Album Review: Thomas Comerford – Archive + Spiral

Thomas Comerford
Archive + Spiral

As the principal singer and songwriter in the band Kaspar Hauser, Thomas Comerford has built a reputation for his inventive take on roots rock. Archive + Spiral is less rocking and more country, with a vibe more living room than rock club. Comerford’s slightly nasal baritone recalls Lou Reed (a comparison underlined by his cover version of the Velvet Underground’s “Sunday Morning”), but he can actually sing and he isn’t an asshole. What he has picked up from the inimitable Lou is his rush-then-drag vocal delivery, as though what he’s trying to say is struggling against the surrounding music.

Thomas is all Midwest, a guy with an un-ironic fondness for mesh-back feed hats. The understated keyboards, acoustic guitars and especially the wistful slide guitars fit into what European reviewers like to call Americana. But Comerford is not a regionalist. Two of the most intriguing songs on this record are about the artist Joseph Cornell and the French filmmaker Robert Bresson. Neither are direct homages, instead they’re meditations on the mood each artist invokes. “Adam and Eve lay in the leaves–devil made them think they were incomplete” doesn’t have any objective relation to Bresson, but in Comerford’s dream logic they do. “It’s not what’s said, it’s what gets made, a shrine to the dead” is his tangential tribute to Joseph Cornell’s curiously evocative boxed assemblages of found objects.

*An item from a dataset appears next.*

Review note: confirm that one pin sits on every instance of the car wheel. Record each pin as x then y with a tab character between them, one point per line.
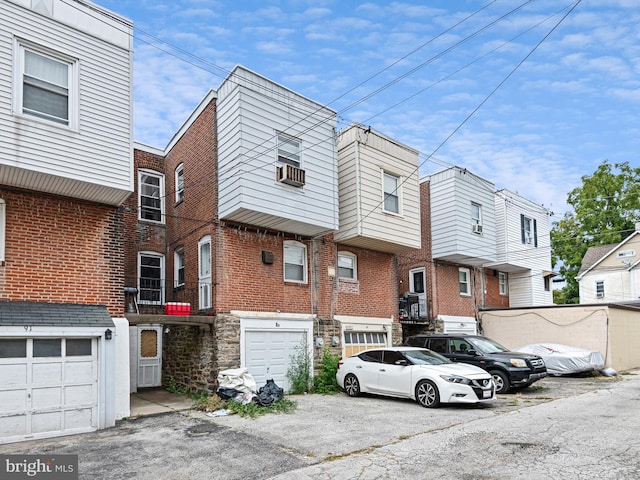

Archive + Spiral suggests where others might state things directly. “I don’t have stories to tell, make you feel how I fell” he sings in “Gravity,” but he’s fibbing a bit. He has many stories, but you have to infer them from the details that surround them. You can enjoy this album as pleasantly understated modern folk music, but its depth derives from the way Comerford follows Emily Dickinson’s advice to “tell all the truth but tell it slant.”